Inflammation

Cases studies Activation of pain transmission nerves Muscle contraction Inflammation Nerve root compression

Inflammation essentially consists of a great dilatation of blood vessels next to the opening of the pores, allowing a permeable pathway for fluids, substances and cells from the bloodstream to the tissues; these tissues increase their volume and temperature.

Pain nerve activation induces the release of certain neurotransmitters that dilate vessels and open the pores, causing tissue inflammation along the releasing sites. This is called "neurogenic inflammation". Some of the implicated neurotransmitters are CGRP (calcitonin-gene-related-peptide), NKA (neurokynine A) and Substance P (SP).

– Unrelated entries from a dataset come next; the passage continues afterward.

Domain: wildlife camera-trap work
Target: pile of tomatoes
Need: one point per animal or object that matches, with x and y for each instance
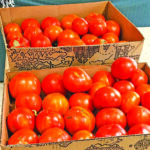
(72, 30)
(77, 106)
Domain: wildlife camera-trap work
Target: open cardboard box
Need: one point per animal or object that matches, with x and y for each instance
(132, 142)
(54, 57)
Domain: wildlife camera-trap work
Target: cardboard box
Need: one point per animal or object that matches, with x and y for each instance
(133, 142)
(42, 58)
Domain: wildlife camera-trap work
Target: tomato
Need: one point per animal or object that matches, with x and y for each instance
(40, 41)
(56, 102)
(81, 99)
(139, 129)
(68, 34)
(103, 76)
(109, 116)
(113, 26)
(54, 135)
(123, 67)
(139, 77)
(138, 115)
(80, 25)
(110, 130)
(19, 42)
(29, 22)
(24, 82)
(66, 21)
(76, 79)
(107, 97)
(78, 118)
(129, 100)
(12, 27)
(83, 135)
(53, 83)
(23, 136)
(47, 119)
(20, 118)
(124, 86)
(89, 39)
(110, 37)
(29, 100)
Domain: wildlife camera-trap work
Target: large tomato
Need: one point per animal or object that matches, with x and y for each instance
(76, 79)
(78, 118)
(24, 82)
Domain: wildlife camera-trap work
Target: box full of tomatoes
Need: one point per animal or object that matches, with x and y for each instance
(78, 107)
(40, 37)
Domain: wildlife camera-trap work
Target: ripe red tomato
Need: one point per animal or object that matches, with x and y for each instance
(110, 37)
(76, 79)
(54, 135)
(47, 119)
(129, 100)
(139, 77)
(83, 135)
(138, 115)
(49, 21)
(24, 82)
(123, 67)
(113, 26)
(20, 118)
(110, 130)
(89, 39)
(29, 22)
(107, 97)
(124, 86)
(53, 83)
(139, 129)
(56, 102)
(78, 118)
(23, 136)
(109, 116)
(40, 41)
(81, 99)
(31, 101)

Some blood cells are also activated in specific circumstances, especially when they detect the presence of microbes, releasing substances that attract other systemic defense cells, which create vessel and pore dilatation, opening a pathway for these cells to reach tissues. This is known as "humoral inflammation"; some of the released substances are prostaglandins and leukotrienes.

It has been shown that neurogenous and humoral inflammation potentiate each other and that both processes are implicated in back pain. This explains the efficacy of treatment with anti-inflammatory agents, since they hinder prostaglandin production and interfere in the interaction between humoral and neurogenic inflammation.

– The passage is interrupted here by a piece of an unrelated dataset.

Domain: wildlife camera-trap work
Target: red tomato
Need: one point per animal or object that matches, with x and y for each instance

In back pain, inflammation is essentially a consequence of a release of neurotransmitters, together with pain nerve activation and, secondarily, of the start of a humoral inflammation process. Nevertheless, after the onset of inflammation, this in itself becomes an added aggravating factor:

On the one hand, released substances at the onset of humoral inflammation are able to activate pain nerves, thus increasing pain. At the same time, pain releases the neurotransmitters involved in neurogenic inflammation, which increases inflammation, creating a vicious circle.

On the other hand, at increased tissue volume the risk for nerve compression also increases which in turn worsens the causal lesion. For example, in a disc herniation, inflammation may increase the herniated pulpous material, or decrease the fissure opening of the fibrous fold from where it protruded.